- Born: West Germany
- Occupation: Programmer
- Known for: Computer security hacking
- Website: https://thewilyhacker.de

= Markus Hess =

Late 1980s computer hacker

Markus Hess is a German hacker and spy who was active in the 1980s. Alongside Dirk Brzezinski and Peter Carl, Hess hacked into networks of military and industrial computers based in the United States, Europe and East Asia, and sold the information to the Soviet KGB for US$54,000. During his time working for the KGB, Hess is estimated to have broken into 400 U.S. military computers. The hacked material included "sensitive semiconductor, satellite, space, and aircraft technologies".

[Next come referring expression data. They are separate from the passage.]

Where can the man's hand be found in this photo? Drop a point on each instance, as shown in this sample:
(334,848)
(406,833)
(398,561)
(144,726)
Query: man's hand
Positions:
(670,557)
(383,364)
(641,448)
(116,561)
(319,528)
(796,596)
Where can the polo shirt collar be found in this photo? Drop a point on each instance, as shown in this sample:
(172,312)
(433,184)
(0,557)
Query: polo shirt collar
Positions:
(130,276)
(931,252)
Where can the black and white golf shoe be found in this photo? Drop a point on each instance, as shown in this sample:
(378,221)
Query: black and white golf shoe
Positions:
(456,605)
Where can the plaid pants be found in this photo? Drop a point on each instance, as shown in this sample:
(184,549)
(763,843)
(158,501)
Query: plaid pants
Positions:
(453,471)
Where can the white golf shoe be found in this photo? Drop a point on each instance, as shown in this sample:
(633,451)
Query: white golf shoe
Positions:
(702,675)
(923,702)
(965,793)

== Lawrence Berkeley Laboratory ==
Hess's hacking activities were discovered in 1986 by Clifford Stoll, an astronomer turned system administrator of the computer center of the Lawrence Berkeley Laboratory (LBL) in California. Stoll's first job duty was to track a 75-cent accounting error in the LBL system. Early in his investigation, Stoll discovered that the LBL computer system was compromised and that the hacker had obtained root, or system privileges, a security compromise far more important than the accounting error. Stoll eventually discovered how the hacker had broken in and identified the hacker's activities on the system. LBL management considered attempting to seal off the system from this hacker, but Stoll and his colleagues convinced LBL's management that this would not be effective. Ultimately, they installed a honeypot to ensnare the hacker.

=== Getting in ===
With support from Dirk Brzezinski and Peter Karl, Hess' initial activities started at the University of Bremen in West Germany through the West German Datex-P network via satellite link or transatlantic cable to the Tymnet International Gateway. Tymnet was a "gateway" service that a user called into that routed them to any one of a number of computer systems that also used the service. Tymnet was one of a number of services available that provided local telephone numbers, where directly accessing the computer would have been a long-distance call. Users normally used packet switching services like Tymnet for their lower costs. Once he accessed Tymnet, Hess branched out to the Jet Propulsion Laboratory in Pasadena, California, and to the Tymnet Switching System. It was through this switching system that he accessed the LBL computers.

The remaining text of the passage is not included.